SCIRE’s work on information integrity predates the current wave of interest in AI-generated misinformation by half a decade. Before the term “hallucination” entered the AI lexicon, we were studying deceptive support — the strategic use of the perception of evidence to construct a misleading picture of credibility and reality — as well as latent deception signals in stylometric patterns in digital writing. From that foundation, we moved to the cross-genre and cross-lingual architecture of misinformation: the same health claim appears differently in a news article, a tweet, and a scientific abstract; and automated systems that fail to map these changes will fail in real-world deployment.

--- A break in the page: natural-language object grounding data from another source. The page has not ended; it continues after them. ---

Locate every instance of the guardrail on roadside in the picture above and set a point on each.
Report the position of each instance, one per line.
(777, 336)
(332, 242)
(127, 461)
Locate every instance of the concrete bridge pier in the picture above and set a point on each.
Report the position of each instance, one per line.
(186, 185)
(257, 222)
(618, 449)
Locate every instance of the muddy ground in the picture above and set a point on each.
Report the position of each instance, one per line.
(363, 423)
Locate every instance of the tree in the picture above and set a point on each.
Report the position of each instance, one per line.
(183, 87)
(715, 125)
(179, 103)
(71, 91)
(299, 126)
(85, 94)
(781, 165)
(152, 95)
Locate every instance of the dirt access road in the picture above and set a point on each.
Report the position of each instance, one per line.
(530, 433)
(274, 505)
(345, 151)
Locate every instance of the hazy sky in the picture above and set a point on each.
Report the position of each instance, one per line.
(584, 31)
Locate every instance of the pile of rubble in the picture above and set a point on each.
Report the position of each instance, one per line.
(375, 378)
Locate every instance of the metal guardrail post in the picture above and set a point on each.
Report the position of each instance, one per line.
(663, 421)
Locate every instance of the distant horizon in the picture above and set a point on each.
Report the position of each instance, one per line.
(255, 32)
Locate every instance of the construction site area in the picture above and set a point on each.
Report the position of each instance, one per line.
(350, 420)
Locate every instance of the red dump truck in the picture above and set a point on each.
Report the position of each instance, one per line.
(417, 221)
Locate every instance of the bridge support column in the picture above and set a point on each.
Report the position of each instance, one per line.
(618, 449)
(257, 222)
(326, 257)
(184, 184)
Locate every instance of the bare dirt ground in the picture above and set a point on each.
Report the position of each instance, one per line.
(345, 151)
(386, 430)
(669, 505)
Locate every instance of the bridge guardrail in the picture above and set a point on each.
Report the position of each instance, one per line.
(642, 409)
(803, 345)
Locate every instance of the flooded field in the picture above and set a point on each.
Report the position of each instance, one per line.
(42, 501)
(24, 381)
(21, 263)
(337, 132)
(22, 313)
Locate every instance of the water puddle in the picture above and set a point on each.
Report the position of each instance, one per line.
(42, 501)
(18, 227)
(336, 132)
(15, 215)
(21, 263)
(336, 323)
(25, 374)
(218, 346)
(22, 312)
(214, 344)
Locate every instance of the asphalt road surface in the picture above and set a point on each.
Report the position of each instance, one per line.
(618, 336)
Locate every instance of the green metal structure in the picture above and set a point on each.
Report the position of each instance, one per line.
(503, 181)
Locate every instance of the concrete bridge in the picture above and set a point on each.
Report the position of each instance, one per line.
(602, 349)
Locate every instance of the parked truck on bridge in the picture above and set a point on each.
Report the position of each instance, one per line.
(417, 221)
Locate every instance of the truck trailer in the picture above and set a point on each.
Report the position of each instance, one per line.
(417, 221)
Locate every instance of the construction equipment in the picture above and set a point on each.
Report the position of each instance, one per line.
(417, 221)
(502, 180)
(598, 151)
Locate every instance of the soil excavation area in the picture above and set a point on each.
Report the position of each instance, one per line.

Privacy and Regulatory Compliance

Legal and regulatory documents are among the most consequential uses of natural language, yet they remain among the least studied from a computational perspective. Privacy policies, app permission disclosures, and data-use agreements are written in natural language — but they must be evaluated against the formal requirements of laws that vary by jurisdiction, by sector, and by enforcement regime. Our research treats this mismatch as a language understanding problem, and asks: does the language of this document do what its authors claim, and does it comply with the legal language it is bound by?

This research operates at two scales. At the application level, we develop NLP models that automatically infer what data a mobile app collects and uses from its textual description and permission declarations, and then test whether that behavior is consistent with what the app actually does. At the jurisdictional level, we study how privacy laws across multiple nations — from GDPR in Europe to DPDPA in India — construct and enforce different notions of data protection, and what those differences mean for globally deployed software and services. The latter is not merely a legal or policy question: it is a natural language inference problem at scale, because the meanings of “consent”, “sensitive data”, and “legitimate interest” shift materially across legal corpora.

Biomedical NLP and Healthcare AI

Much of the knowledge that could improve patient outcomes already exists — in clinical notes, imaging reports, medication records, and research literature written for human readers and largely inaccessible to automated systems. The central challenge is not producing more data, but extracting actionable insights from the language in which clinical data lives, reliably enough to inform patient care at scale. Our work in this area is pursued under the umbrella of CLAP (Computational Linguistics and AI for Patients) since 2014, and spans patient-centered AI for adverse drug event detection, clinical note analysis, medication event extraction, radiology report summarization, and kidney ultrasound interpretation for chronic kidney disease risk prediction. This research is conducted in close collaboration with clinicians and medical researchers at the Renaissance School of Medicine in Stony Brook University.

Socially-Grounded AI
Across all of this research, we treat language comprehension as a fundamentally social act. Meaning is not a property of a text alone — it emerges from the creator’s intent, the audience’s expectations, and the broader socio-economic context in which both are situated. This framing commits us to something important: building AI systems that are not merely accurate in the statistical sense, but that are interpretable in terms of the social dynamics they model. We work at the intersection of computational linguistics, machine learning, sociology, and psychology not because breadth is an end in itself, but because the problems we care about cannot be solved from within any one of these disciplines alone.